Taking a 9-week-old on a 4.5-hour plane ride to Denver is not what I dreamed about when I looked forward to motherhood, but neither was spending three work-weeks in a row at home while my husband traveled for business. So Jelsa and I packed our bags.
The trip began as smoothly as a bike hitting a curb – in this case it was the Southwest curb as we attempted to check our bags at the Southwest curbside check-in. “Do you have her birth certificate?” the man said while pointing to the unidentified newborn in the stroller beside me. “No,” was my articulate reply. “But she is 9 weeks old and my daughter and here – look at the scar from my c-section…” Ok, I didn’t really offer to expose my still slightly chubby belly, but I think I convinced him Jelsa was mine. He wrote up a “non-ticketed lap child” “ticket” (huh?) and we were off.
Feeling confident after crossing that milestone, we headed to the security check line and made nice with the folks behind us. “What’s her name?” A simple question but one that usually involves me spelling j-e-l-s-a because people just don’t seem to get it – and then that usually leads to me telling them that the name is from a town in Croatia. “Oh – is she adopted?” this woman concluded. Hadn’t gotten that before. “No” was my articulate reply – and then I proceeded to point to my belly and explain how she was removed from this slightly chubby thing. Probably not necessary, but I was in the mood to prove this child’s bloodline.
For those who have ventured airborne with a newborn alone, you know the security gate is the best part of the whole trip. It is at this very special gate that you get to abandon all sense of peace and order and begin throwing, stripping, grabbing your body and belongings every which way. Managing to put everything but my daughter on the belt, I walked up to the TSA man ushering me thru the frame. “We have a problem here,” he said while holding my boarding pass. I looked up at him – in my bare feet and holding my spit-up covered daughter – and just asked why. “Is she a Packers fan?” was his reply. Dude, not in the mood for humor. Jelsa was wearing her “Little Packer fan” bib – not because she is a fan, but because it is the most absorbent bib we own. I said “Go Ravens” and he waved me on.

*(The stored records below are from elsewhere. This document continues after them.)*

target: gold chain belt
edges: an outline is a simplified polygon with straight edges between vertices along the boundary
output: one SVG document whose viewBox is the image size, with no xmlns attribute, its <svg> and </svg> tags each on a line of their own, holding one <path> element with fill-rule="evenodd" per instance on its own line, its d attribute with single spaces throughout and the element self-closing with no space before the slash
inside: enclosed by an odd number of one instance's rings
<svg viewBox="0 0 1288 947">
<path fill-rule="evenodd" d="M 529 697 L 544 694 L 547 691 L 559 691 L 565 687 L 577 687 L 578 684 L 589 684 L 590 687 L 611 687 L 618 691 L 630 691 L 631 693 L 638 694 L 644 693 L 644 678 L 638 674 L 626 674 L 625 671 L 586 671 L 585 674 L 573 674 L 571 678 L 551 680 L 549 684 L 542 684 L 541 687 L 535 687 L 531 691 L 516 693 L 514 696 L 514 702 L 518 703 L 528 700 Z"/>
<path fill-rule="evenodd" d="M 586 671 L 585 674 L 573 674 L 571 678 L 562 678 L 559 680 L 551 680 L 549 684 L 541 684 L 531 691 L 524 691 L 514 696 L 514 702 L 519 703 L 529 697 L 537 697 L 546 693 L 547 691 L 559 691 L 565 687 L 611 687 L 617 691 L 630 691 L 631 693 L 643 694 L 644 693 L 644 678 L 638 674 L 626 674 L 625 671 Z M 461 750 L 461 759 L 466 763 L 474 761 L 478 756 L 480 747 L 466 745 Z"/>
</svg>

We had a solid 20 minutes to nurse and regroup at the gate. Then we lined up to the board the plane – and another hiccup. The agent asked for my nonticketed lapchild TICKET and I couldn’t find it in my bags. I handed Jelsa to another agent nearby and tore my bag apart. I managed to reach my seat about 10 minutes later – an agent following behind with magazines and my purse from my bag. It was a mess.

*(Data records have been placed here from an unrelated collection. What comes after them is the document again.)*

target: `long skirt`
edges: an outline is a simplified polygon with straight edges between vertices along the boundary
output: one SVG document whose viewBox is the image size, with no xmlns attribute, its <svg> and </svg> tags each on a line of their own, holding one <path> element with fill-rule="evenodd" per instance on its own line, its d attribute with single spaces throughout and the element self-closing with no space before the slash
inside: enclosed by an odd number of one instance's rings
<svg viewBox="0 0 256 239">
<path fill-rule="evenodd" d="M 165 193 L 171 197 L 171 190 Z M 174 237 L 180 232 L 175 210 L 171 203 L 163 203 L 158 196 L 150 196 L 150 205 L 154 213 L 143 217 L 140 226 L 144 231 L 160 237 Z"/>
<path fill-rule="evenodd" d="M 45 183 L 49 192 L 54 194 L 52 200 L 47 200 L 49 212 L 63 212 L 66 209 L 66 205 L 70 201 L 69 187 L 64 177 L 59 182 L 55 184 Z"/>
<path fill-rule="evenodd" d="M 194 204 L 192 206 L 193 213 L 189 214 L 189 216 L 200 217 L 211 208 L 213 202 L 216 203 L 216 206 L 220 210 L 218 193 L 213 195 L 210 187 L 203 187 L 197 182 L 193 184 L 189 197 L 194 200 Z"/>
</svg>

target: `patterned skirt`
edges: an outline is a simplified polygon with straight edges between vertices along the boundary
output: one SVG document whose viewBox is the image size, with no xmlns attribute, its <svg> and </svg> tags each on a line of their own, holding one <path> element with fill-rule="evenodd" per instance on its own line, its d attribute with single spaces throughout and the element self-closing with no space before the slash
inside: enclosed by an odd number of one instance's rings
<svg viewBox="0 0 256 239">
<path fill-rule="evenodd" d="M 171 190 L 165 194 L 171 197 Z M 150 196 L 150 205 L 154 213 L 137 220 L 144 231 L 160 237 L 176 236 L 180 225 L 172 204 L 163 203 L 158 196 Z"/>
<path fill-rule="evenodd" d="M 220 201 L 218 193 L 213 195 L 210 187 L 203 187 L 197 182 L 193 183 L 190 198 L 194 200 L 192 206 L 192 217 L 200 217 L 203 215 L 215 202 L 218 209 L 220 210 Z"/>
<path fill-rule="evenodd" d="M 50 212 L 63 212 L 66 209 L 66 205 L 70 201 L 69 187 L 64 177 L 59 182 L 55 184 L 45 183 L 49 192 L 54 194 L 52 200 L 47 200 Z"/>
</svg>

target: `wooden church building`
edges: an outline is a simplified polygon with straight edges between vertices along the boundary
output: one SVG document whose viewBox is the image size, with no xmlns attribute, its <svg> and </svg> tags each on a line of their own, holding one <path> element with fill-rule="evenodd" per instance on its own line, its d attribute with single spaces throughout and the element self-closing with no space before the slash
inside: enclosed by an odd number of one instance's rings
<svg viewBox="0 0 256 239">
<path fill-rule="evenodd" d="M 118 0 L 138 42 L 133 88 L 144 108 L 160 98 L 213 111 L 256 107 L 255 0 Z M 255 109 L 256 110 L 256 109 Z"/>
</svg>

Despite the fact Jelsa slept less than 30 minutes of the 4.5 hour-flight, we managed just fine. An empty middle seat, no diaper explosions, spit-up contained to my person – what more could I have hoped for? And to top it all off – a older man two rows back thought it worth his while to take pictures of Jelsa the entire ride. He must have taken close to 20 – all without me knowing. I saw a flash once in a while, but I was focused on the baby. He gave me his business card and an email exchange later in the week brought the pictures to my laptop. Weird, but a nice twist to the story.
If there was any question about making the trip, all doubt was erased when I saw my parents waiting just behind the “do not enter” sign as I stepped off the elevator in the Denver airport. I walked up and Dad proceeded to get on all fours to greet his new granddaughter.